(AIUI) What is being asked is what aspects of the sea shader stand out compared to FG's existing implementation.
Other than more octaves of noise..hm
Main other thing seems to be change in hue of scattered light with changing geometry of sea surface (greenish). Is that what's drawing attention?
Water colour is complicated..will not stay same as in video and change by location (varies by season/sun angle/view angle). Not sure what the dominant physical processes in the video are exactly.. or if they're accounted in FG but not depicted often due to data that feeds the shader (or I haven't seen it). My understanding of what's happening: As far as I know (AIUI) water absorbs strongly in lower frequencies (red) due to OH bond(?). Light passing through clear water becomes blue as lower frequencies gets filtered out. When looking at a deep ocean light doesn't reach the bottom to get reflected like in a swimming pool with a white floor. Instead different frequencies of light gets absorbed and/or scattered back by suspended particles/sediments of varying size. These particles colour the light (like rock particles ground by glaciers which give glacial lakes distinctive colours). AIUI particles: algal blooms, sediment from rivers (worse during flooding), plankton density, and things like bioluminescent phytoplankton in tropics that glow in wakes or show on foam from breaking waves (google:
img). These have complicated scattering interactions. Sky colour is accounted for. Not sure if any are worth time or performance hit.

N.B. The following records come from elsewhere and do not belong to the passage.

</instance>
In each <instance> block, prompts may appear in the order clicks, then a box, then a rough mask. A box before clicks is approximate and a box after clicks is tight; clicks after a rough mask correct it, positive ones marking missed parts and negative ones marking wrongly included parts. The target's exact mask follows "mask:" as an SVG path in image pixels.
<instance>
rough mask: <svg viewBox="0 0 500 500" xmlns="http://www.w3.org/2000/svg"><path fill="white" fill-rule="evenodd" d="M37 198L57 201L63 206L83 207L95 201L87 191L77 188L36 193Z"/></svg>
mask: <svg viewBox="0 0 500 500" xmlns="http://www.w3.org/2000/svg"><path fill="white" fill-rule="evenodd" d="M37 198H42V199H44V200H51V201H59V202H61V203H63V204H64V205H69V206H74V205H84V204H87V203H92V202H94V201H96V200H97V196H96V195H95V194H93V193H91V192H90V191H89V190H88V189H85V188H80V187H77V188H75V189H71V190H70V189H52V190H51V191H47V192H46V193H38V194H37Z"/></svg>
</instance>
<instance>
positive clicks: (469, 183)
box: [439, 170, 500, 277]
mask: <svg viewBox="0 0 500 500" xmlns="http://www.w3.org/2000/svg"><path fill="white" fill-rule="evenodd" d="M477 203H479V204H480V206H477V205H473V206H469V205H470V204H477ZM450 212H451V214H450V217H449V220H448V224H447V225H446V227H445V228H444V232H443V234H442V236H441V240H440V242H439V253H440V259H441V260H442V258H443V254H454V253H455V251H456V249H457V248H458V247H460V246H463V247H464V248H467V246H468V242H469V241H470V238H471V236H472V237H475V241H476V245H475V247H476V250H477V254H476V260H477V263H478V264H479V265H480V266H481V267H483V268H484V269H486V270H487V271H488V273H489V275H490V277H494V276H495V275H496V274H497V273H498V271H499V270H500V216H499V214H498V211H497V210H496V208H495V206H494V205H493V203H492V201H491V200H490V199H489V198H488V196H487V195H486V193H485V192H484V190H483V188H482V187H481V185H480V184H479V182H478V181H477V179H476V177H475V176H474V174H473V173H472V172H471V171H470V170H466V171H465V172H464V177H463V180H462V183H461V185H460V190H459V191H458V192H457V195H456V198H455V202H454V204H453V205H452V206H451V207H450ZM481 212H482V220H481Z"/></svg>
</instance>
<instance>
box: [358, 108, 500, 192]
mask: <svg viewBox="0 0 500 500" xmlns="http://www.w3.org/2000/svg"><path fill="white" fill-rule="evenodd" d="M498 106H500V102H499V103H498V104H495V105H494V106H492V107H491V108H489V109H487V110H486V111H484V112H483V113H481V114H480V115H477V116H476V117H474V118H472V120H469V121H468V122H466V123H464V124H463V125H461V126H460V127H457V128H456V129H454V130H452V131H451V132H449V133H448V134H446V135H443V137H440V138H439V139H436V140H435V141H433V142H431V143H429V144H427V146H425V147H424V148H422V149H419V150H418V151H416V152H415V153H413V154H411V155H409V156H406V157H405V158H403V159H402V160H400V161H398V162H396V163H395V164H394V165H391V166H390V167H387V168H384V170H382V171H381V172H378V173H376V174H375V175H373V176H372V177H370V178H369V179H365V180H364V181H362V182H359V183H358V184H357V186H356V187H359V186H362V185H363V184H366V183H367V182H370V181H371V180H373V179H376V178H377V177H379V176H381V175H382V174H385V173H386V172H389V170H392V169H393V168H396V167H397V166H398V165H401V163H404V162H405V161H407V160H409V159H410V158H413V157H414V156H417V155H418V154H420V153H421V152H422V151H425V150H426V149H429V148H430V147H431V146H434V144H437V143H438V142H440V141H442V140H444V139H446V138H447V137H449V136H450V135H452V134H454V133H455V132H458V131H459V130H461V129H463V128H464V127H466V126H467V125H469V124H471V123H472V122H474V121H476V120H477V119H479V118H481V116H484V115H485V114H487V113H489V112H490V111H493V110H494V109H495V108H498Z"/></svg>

Based on this AFAICS The shader shows deep ocean. Sea bed doesn't play a role. AIUI The depth to a sea floor to reflect light in shallow waters isn't available until next gen scenery (or something extremely(?) complicated like creating an object on terrain OSM-style.. a beach+seabed object with a distance/direction field).
Particles may also have a profile in the water column that might effect hue of scattered light when looking at a shallow angle compared to perpendicular(?). When looking through waves there's light transmitted from the other side+light that goes in and gets scattered back. Not really sure what dominant processes that the change in hue describes. These are volumetric effects so they have to be faked somehow to avoid a raytrace of noise(??).
AFAICS it's mainly hue change that remains unmentioned(?). Some glinty-ness in the video too (glint loop
patterns are characterised by roughness which depends on sea-air temp difference as well as wind. Maybe animated thresholded noise can approximate..). Not sure if any of these are worth pain to gain.
(Never sure if it's just me, or if it's a known bug, or something I'm not setting up: Flying low over water. Adjacent parts of water have waves moving at different rates (or stationary) and directions. The seams (between different water polygons?) become visible (
seams near ENBR). Sometimes wave direction oscillates or suddenly jumps back and forth. It's noticeable. Happens with UFO and all craft IIRC.)
That's not (conceptually) possible without recreating wave noise in a FG engine lookup function in both time & space with any quirks in precision or GPU FP calculations accounted for?? At least for big waves.